1. Get your bearings
Where are you in the recruiting process? Have you been talking to lots of coaches, writing letters, making phone calls, and taking visits, but just haven’t had any offers come in? Do you have offers, but only from non-NLI schools? Have you not been in contact with coaches at all? Understand where you are  in the process, what you have done, and what you still need to do. The athlete who hasn’t started has to think differently than the one who needs to finish off the last 2% of the process.2. Make sure you have everything in order
Make sure you have all your relevant information handy, including:

  • Academic information: grades, test scores, extracurricular activites, etc.
  • Highlight tape
  • Athletic accomplishments; All-Conference, MVP, years on varsity, etc.
  • Vital stats (will vary from sport to sport; a few examples: 40 time, bench press, RBIs, rushing yards, goals/assists, kills/digs, etc)
  • Recommendations from coaches

Building an NCSA profile is an easy way to get all this stuff is in one place

3. Know where to look – and be realistic
In a perfect world, everybody would go Division I. But the truth is,  it’s not for everyone. No matter how hard he works, the 160-pound, 5’ 6” linebacker is going to have a tough time landing a spot at a Division I program. The good news is there are 1700 college athletic programs in the U.S., and 80% of those are not Division I. There are lots of excellent opportunities outside of Division I, but it’s crucial to be realistic. If you’re getting lots of letters from Division II schools and nobody else – you may be a good fit for Division II. It’s too late in the process to be unrealistic about where would be a good fit for you. Check out our recruiting guidelines to see the basic measurables and experience each division is looking for. Some Division I and Division II schools don’t use NLIs and may still have spots left. Recruiting for Division III and NAIA is still going on.

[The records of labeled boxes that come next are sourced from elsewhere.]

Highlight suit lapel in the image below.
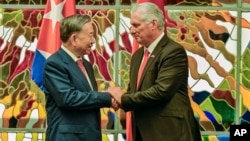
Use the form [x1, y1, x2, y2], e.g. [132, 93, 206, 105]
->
[137, 35, 168, 88]
[59, 48, 94, 90]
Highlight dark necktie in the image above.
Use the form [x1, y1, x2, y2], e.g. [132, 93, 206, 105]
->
[76, 59, 93, 90]
[136, 49, 149, 88]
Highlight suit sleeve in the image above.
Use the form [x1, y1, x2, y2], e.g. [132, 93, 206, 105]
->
[121, 44, 188, 111]
[44, 60, 111, 110]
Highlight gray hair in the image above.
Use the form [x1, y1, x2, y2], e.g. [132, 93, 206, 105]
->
[131, 2, 165, 30]
[60, 14, 91, 42]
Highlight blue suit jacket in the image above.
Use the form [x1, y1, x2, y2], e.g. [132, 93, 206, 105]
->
[44, 49, 111, 141]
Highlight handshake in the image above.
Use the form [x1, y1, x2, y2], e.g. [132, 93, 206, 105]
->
[106, 87, 123, 111]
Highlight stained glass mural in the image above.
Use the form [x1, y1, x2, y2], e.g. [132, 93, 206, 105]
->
[0, 1, 250, 141]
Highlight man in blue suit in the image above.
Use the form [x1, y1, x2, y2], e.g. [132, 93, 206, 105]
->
[44, 14, 117, 141]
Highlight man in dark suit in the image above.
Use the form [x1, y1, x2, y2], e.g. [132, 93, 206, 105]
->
[44, 15, 117, 141]
[107, 2, 201, 141]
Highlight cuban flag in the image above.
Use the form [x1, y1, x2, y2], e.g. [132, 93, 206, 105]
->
[31, 0, 76, 90]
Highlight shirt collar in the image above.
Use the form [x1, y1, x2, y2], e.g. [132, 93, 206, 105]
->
[61, 45, 79, 62]
[148, 32, 164, 53]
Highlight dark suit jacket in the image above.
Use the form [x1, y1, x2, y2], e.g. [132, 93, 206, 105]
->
[121, 36, 201, 141]
[44, 49, 111, 141]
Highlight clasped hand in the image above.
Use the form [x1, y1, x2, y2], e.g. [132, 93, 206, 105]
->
[106, 87, 123, 111]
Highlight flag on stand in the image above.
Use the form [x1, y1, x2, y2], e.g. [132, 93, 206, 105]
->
[31, 0, 76, 90]
[126, 0, 166, 141]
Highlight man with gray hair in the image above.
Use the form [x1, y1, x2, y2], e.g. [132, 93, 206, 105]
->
[107, 2, 201, 141]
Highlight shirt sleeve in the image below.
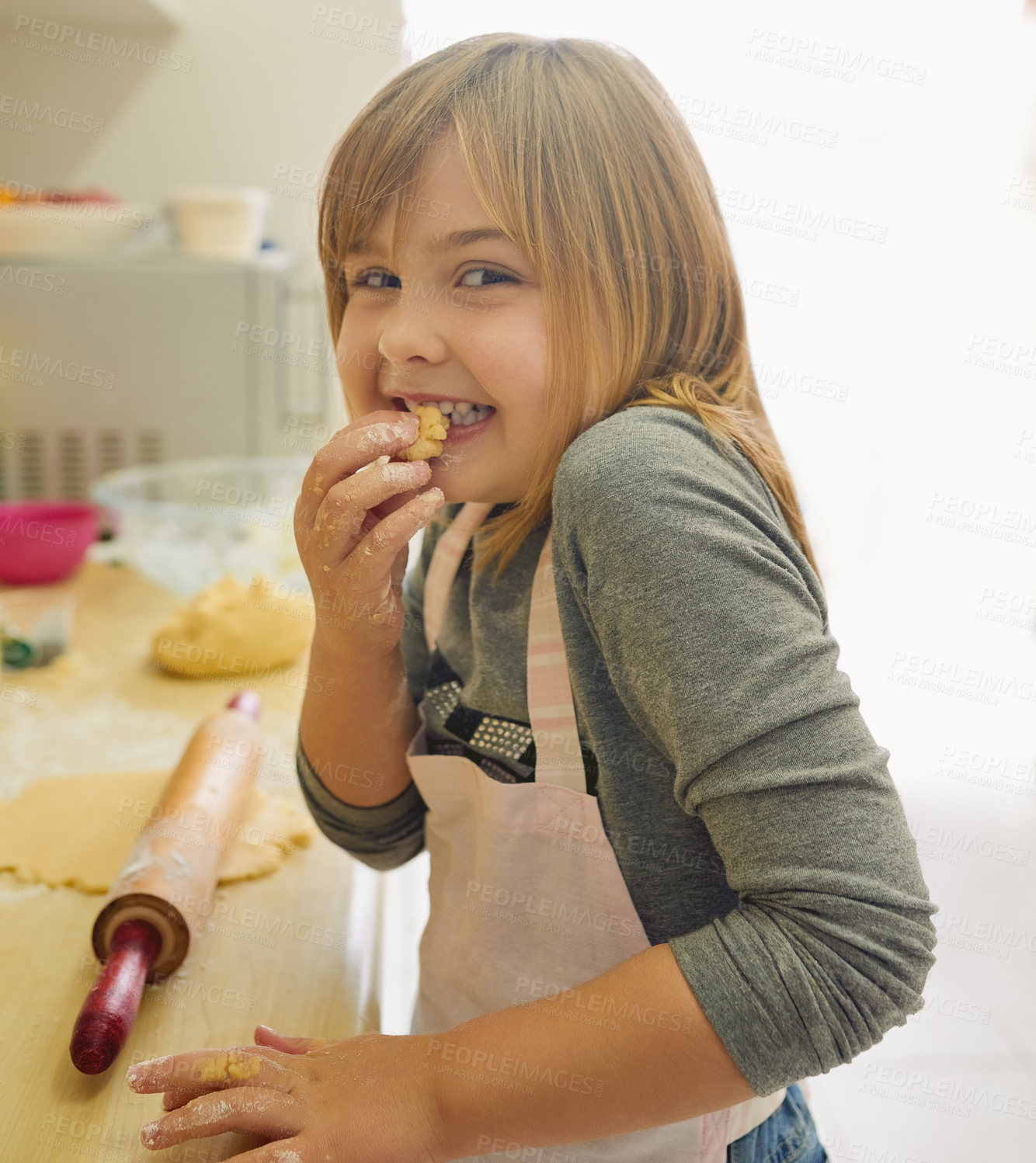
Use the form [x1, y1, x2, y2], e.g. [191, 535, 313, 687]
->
[295, 523, 446, 873]
[552, 407, 937, 1095]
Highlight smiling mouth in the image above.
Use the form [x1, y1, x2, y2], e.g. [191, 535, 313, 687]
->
[392, 395, 496, 428]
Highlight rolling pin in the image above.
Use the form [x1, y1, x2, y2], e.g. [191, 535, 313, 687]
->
[68, 691, 260, 1074]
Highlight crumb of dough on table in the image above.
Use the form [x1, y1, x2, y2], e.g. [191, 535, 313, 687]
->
[151, 574, 314, 678]
[399, 404, 450, 460]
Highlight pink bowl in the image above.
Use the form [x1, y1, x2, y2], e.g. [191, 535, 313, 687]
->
[0, 502, 100, 585]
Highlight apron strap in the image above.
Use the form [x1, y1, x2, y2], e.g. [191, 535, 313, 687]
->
[527, 529, 586, 792]
[415, 502, 586, 792]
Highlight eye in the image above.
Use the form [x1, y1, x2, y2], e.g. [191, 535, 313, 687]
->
[349, 271, 399, 291]
[461, 266, 515, 287]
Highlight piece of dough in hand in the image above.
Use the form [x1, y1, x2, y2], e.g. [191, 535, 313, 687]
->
[399, 404, 450, 460]
[152, 574, 314, 678]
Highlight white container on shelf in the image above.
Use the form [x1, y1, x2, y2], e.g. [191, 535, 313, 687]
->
[170, 186, 269, 259]
[0, 203, 156, 256]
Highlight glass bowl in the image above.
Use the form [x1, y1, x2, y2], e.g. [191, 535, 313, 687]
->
[89, 456, 311, 598]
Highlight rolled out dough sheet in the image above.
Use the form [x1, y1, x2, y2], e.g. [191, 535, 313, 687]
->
[0, 771, 315, 893]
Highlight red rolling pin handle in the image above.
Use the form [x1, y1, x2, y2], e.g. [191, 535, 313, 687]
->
[68, 920, 162, 1074]
[68, 689, 262, 1074]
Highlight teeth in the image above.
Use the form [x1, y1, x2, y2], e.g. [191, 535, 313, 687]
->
[450, 404, 493, 428]
[404, 397, 494, 428]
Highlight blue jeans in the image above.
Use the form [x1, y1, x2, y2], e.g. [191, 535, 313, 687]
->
[727, 1083, 830, 1163]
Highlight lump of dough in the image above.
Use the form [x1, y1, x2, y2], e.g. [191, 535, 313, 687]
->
[399, 404, 450, 460]
[196, 1050, 262, 1083]
[152, 574, 314, 678]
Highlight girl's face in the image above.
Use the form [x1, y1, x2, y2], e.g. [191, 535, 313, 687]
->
[336, 129, 555, 504]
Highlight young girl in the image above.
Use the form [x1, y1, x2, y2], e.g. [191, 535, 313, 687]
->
[133, 33, 936, 1163]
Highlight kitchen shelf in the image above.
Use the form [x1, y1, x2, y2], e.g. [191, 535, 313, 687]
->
[0, 0, 187, 35]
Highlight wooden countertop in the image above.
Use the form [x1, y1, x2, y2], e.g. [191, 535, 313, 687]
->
[0, 562, 400, 1163]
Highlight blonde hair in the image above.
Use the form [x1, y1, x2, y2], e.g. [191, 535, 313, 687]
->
[318, 33, 820, 578]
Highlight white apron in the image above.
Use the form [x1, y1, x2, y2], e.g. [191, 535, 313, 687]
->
[407, 502, 785, 1163]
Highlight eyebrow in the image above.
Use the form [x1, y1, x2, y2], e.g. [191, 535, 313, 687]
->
[348, 227, 510, 255]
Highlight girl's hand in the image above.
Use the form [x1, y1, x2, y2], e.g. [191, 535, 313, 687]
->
[127, 1026, 447, 1163]
[294, 409, 444, 654]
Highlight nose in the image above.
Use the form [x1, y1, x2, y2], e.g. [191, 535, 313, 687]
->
[378, 287, 447, 376]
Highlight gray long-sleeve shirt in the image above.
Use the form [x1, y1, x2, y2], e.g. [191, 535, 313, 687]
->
[297, 407, 938, 1095]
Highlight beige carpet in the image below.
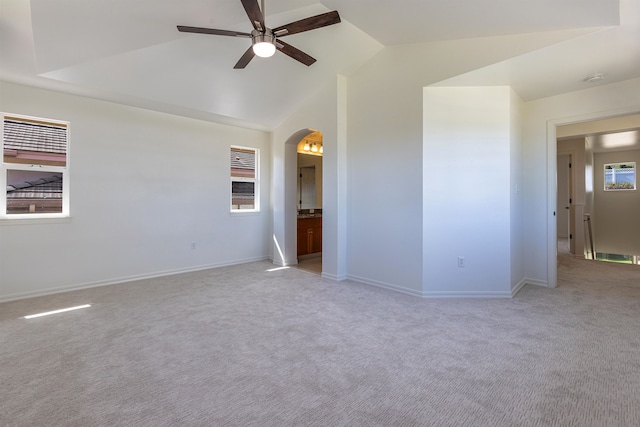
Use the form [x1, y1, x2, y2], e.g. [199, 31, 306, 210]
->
[0, 256, 640, 426]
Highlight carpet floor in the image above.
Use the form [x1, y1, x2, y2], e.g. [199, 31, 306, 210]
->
[0, 256, 640, 426]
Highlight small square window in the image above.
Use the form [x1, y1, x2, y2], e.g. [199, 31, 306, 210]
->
[230, 147, 260, 212]
[604, 162, 636, 191]
[0, 114, 69, 218]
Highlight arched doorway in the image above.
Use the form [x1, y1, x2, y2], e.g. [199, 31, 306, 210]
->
[296, 131, 324, 274]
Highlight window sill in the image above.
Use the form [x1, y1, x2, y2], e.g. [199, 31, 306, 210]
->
[0, 216, 71, 227]
[229, 210, 261, 216]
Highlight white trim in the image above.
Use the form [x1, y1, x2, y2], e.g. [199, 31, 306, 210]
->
[320, 271, 347, 282]
[424, 291, 513, 299]
[346, 274, 424, 297]
[522, 277, 553, 288]
[511, 279, 527, 298]
[0, 256, 268, 303]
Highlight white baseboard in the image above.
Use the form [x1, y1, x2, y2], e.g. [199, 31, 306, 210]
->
[346, 275, 424, 297]
[511, 279, 527, 298]
[0, 256, 268, 303]
[347, 275, 527, 299]
[322, 272, 347, 282]
[522, 277, 549, 288]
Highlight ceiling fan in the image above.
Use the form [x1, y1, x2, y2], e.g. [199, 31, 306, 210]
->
[178, 0, 340, 69]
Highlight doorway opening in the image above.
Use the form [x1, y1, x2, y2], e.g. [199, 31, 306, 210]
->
[555, 113, 640, 278]
[296, 131, 324, 274]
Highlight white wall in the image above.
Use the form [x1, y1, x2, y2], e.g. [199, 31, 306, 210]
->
[523, 79, 640, 287]
[422, 86, 522, 296]
[0, 83, 271, 300]
[593, 150, 640, 255]
[338, 30, 572, 295]
[509, 90, 526, 295]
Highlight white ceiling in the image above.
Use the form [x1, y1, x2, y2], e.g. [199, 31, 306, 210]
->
[0, 0, 640, 129]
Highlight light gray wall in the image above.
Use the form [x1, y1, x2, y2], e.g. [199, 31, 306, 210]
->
[593, 150, 640, 255]
[422, 86, 522, 297]
[0, 83, 271, 300]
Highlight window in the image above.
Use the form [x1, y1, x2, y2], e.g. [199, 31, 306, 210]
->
[230, 147, 260, 212]
[0, 114, 69, 218]
[604, 162, 636, 191]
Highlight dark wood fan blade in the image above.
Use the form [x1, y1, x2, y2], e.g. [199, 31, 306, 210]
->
[273, 10, 340, 37]
[240, 0, 265, 32]
[233, 46, 256, 69]
[178, 25, 251, 37]
[276, 40, 316, 67]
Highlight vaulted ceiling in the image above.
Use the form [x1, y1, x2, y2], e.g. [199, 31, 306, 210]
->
[0, 0, 640, 129]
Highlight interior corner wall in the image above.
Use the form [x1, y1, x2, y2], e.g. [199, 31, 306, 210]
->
[422, 86, 513, 297]
[522, 79, 640, 287]
[509, 89, 525, 294]
[0, 82, 271, 300]
[272, 76, 346, 280]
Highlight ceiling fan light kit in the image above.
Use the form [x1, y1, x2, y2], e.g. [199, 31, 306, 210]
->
[178, 0, 340, 69]
[251, 28, 276, 58]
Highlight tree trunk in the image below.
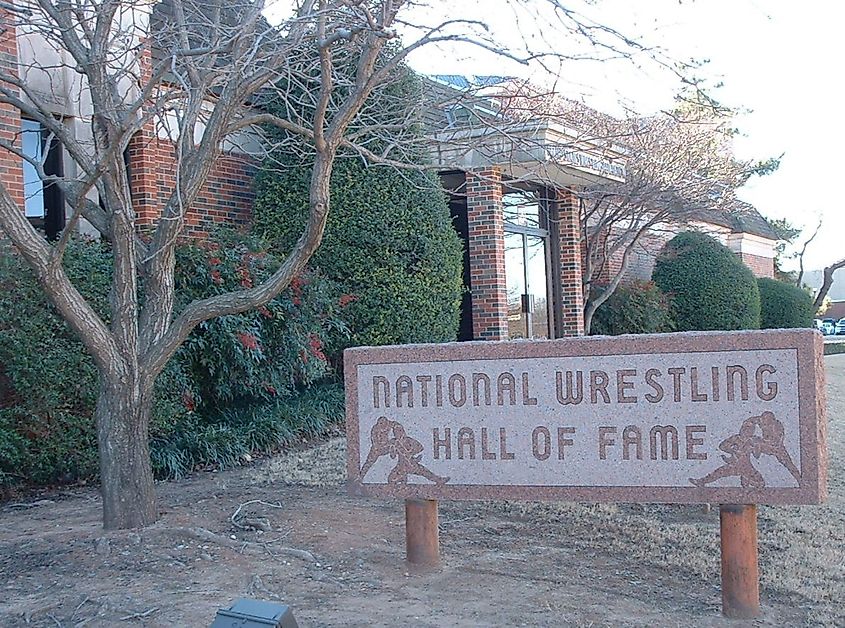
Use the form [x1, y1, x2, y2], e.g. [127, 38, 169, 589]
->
[95, 376, 158, 530]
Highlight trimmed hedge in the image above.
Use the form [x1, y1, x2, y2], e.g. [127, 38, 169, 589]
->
[590, 281, 675, 336]
[254, 157, 463, 356]
[652, 231, 760, 331]
[757, 277, 816, 329]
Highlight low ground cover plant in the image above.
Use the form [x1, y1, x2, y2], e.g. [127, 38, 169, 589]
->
[0, 233, 345, 487]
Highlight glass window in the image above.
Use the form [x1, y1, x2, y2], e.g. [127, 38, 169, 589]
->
[21, 120, 45, 218]
[502, 191, 545, 229]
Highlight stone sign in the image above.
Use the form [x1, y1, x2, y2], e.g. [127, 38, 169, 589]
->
[344, 330, 826, 504]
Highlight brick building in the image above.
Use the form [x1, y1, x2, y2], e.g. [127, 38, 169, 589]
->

4. Reach out to coaches, the more the better
If you haven’t been reaching out to coaches, there is no time to lose. Some athletes think that they can sit back and have offers come to them – that isn’t the case except for a few dozen athletes across the country. Those athletes are already set up to sign NLIs. Start calling, emailing, and hopefully visiting coaches at schools that will be a good fit for you. If a coach has contacted you and you haven’t followed up, do it now. The only way to get recruited is to be in communication with a coach, period.

5. Find your perfect fit, then commit
Everyone is looking for something different in a school. Once you’re found the schools interested in you, pick out the ones that you’d really like to go to. It may take an unofficial visit and some time with the coach or the team to really get a feel. But picking a school is a big decision – make sure you know what you want, and then make it happen. Find out what they’re offering and accept your scholarship. It’s a little harder than it sounds, but thousands of athletes just like you do it every year.

6. Don’t give up
It’s late in the recruiting process. Other athletes are already done. But if you’re serious about playing in college and you haven’t yet been recruited, now is no time to give up. No different than being down when you’re competing in your sport – it’s when you’re down that it’s most important to keep going.